Nello scontro con i transalpini punto decisivo a favore del Biscione

Con le prove che il progetto di scalata fosse premeditato la posizione di Cologno diventa più forte. Gli scenari strategici

Nello scontro con i transalpini punto decisivo a favore del Biscione

Sono giorni di attesa per Mediaset tra snodi giudiziari e normativi relativi alla guerra globale con Vivendi. Appuntamenti che, per quanto non singolarmente risolutivi dello scontro, potrebbero sbloccare l'evoluzione del progetto di tv europea di Mfe, portare ad altri passi nel consolidamento europeo in corso o a eventuali sviluppi nell'ambito della rete unica in via di costruzione. Proprio venerdì la Procura di Milano ha chiuso le indagini relative alla scalata ostile a Mediase, con la contestazione ai vertici di Vivendi dei reati di manipolazione del mercato e di ostacolo alle funzioni di vigilanza della Consob e con l'ipotesi che la scalata fosse premeditata. Il procedimento può trasformarsi in rinvio a giudizio o chiudersi con la richiesta di archiviazione in cui confida il gruppo d'Oltralpe, sottolineando di aver acquisito la propria partecipazione in Mediaset nel rispetto di tutte le leggi. Ma la notizia, i rilievi della Procura sulla turbolenta estate 2016 e l'avvicinarsi, in teoria, della chiusura della causa civile, potrebbero spingere Vivendi a nuove riflessioni.
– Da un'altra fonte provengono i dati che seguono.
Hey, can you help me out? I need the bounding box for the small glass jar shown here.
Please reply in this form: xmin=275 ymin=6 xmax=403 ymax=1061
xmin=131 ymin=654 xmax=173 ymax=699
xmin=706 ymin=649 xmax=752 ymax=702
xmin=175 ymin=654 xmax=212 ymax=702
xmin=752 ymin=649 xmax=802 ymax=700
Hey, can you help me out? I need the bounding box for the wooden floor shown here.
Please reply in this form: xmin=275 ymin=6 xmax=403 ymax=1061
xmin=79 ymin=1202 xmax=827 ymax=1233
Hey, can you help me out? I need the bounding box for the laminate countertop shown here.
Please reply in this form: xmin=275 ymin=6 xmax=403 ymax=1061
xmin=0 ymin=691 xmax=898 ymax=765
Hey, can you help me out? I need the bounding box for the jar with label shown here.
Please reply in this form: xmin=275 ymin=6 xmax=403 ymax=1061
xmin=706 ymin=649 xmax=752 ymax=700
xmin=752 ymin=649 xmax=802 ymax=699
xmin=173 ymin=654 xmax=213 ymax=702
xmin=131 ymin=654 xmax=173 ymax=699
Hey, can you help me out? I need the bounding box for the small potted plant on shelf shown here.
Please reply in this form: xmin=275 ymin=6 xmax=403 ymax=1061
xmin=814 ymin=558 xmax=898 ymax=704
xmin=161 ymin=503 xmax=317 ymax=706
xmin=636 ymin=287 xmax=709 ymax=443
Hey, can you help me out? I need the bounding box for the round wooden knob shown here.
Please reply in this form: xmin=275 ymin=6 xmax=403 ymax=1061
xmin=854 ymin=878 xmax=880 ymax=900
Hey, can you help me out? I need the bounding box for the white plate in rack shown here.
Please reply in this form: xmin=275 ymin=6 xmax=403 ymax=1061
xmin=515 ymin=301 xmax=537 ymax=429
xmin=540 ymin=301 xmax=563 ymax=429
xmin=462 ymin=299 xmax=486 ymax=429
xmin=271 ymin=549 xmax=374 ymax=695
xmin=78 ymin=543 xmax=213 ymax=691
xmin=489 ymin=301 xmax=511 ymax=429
Già domani è previsto il deposito delle controdeduzioni in sede civile dove Mediaset e la controllante Fininvest (a cui fa capo il 44,18% del capitale e il 45,86% dei diritti di voto) hanno fatto richiesta a Vivendi per tre miliardi per i danni subiti dal mancato perfezionamento dell'accordo di compravendita di Mediaset Premium e la successiva scalata ostile. La richiesta è tuttavia solo uno dei due fronti, interdipendenti, dello scontro tra il Biscione e Vivendi che finora ha visto i suoi diritti di voto sterilizzati 9,98%, in applicazione della Legge Gasparri, normativa dichiarata illegittima dalla Corte di Giustizia Europea lo scorso 3 settembre. Il Tar si esprimerà mercoledì 16 dicembre in merito al congelamento anche se, frattempo, il Governo ha affidato per sei mesi all'autorità per le garanzie nelle comunicazioni (Agcom) la verifica di effetti distorsivi del pluralismo dell'informazione dalla contestuale partecipazione in gruppi media e tlc (Vivendi è azionista di Tim con il 23,9%). I francesi non sono stati a guardare e venerdì hanno presentato un esposto alla Commissione Europea contro l'emendamento antiscalata. In questo scenario solo un accordo globale potrebbe eliminare, in tempi rapidi, lo stallo che ha portato al tramonto del progetto Mfe. Negli ultimi mesi gli scenari prospettati dagli analisti sono stati diversi, si è parlato di una fusione con la controllata (al 51% del capitale) Mediaset Espana, di un coinvolgimento della partecipata tedesca (al 24,9% del capitale) Prosieben ma anche di una eventuale apertura a Tim o Vivendi. Tutte ipotesi, accomunati da un unico presupposto: la parola fine alla querelle con Vivendi a cui fa capo il 28,8% del capitale del gruppo. Finora la comunicazione tra Cologno Monzese e Parigi si è arenata, almeno a quanto risulta, di fronte all'indisponibilità dei francesi di transare sulla richiesta di danni.

A livello strategico e industriale invece, ancora a fine novembre, la società guidata da Pier Silvio Berlusconi (nella foto) ribadiva di sostenere da sempre l'ipotesi di un forte piano industriale condiviso per avviare operazioni di sviluppo europeo, pur evidenziando non aver ricevuto alcuna lettera dal board di Vivendi per costruire un'alleanza industriale in Europa.